Die Abrechnung der Gewinnbeteiligung erfolgt zum 31.
März des Folgejahres. Eine Rückerstattung erfolgt bei ungekündigtem Bestehen
der Kraftfahrtversicherungen im Folgejahr.
Hauptfälligkeit:
Als Hauptfälligkeit führen wir den 1. Januar eines
jeden Jahres.
Schadenabwicklung:
Der Versicherungsnehmer wird alles in seinen Kräften
stehende tun, um die erforderlichen Schadenunterlagen unverzüglich an das
Versicherungsunternehmen zu geben.
Wird durch ein nachgewiesenes Versehen des
Versicherungsnehmers, eines Beauftragten oder Bevollmächtigten eine
Obliegenheit verletzt, insbesondere Schäden versehentlich verspätet gemeldet,
führt diese Verletzung nicht zur Leistungsfreiheit des Versicherungsunternehmens,
soweit nicht Vorsatz des Versicherungsnehmers vorliegt.

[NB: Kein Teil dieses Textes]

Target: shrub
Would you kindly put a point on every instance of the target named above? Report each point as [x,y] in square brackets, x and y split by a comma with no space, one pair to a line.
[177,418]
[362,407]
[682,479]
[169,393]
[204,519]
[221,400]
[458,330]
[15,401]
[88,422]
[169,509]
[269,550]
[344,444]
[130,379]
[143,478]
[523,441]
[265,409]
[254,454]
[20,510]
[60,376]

Die Verpflichtung des
Versicherungsnehmers zum Nachweis des Schadens dem Grunde und der Höhe nach
wird durch diese Vereinbarung nicht geschmälert.
Ergänzende
Regelungen im Schadenfall:
Versichert ist der Differenzbetrag, der sich bei
vorzeitiger Vertragsaufhebung infolge eines Totalschadens aus der Restforderung
gemäß Leasingvertrag abzüglich des Wiederbeschaffungswertes, den das
Versicherungsunternehmen leistet, ergibt.
Schäden an in Bewegung befindlichen Fahrzeugen durch
Tiere aller Art, gelten im Bereich der Fahrzeugteilversicherung als
mitversichert.
Bei Glasreparaturen wird auf die vereinbarte
Selbstbeteiligung verzichtet.
Schäden in der Fahrzeugversicherung bis 5.000,00
EURO können, ohne Besichtigung durch einen Sachverständigen oder Gutachter
sofort repariert werden.
Regreßverzicht:
Das Versicherungsunternehmen verzichtet im Rahmen
der Haftpflichtversicherung auf Regreßansprüche gegenüber Mitarbeitern des
Versicherungsnehmers, es sei denn, Schäden werden vorsätzlich verursacht.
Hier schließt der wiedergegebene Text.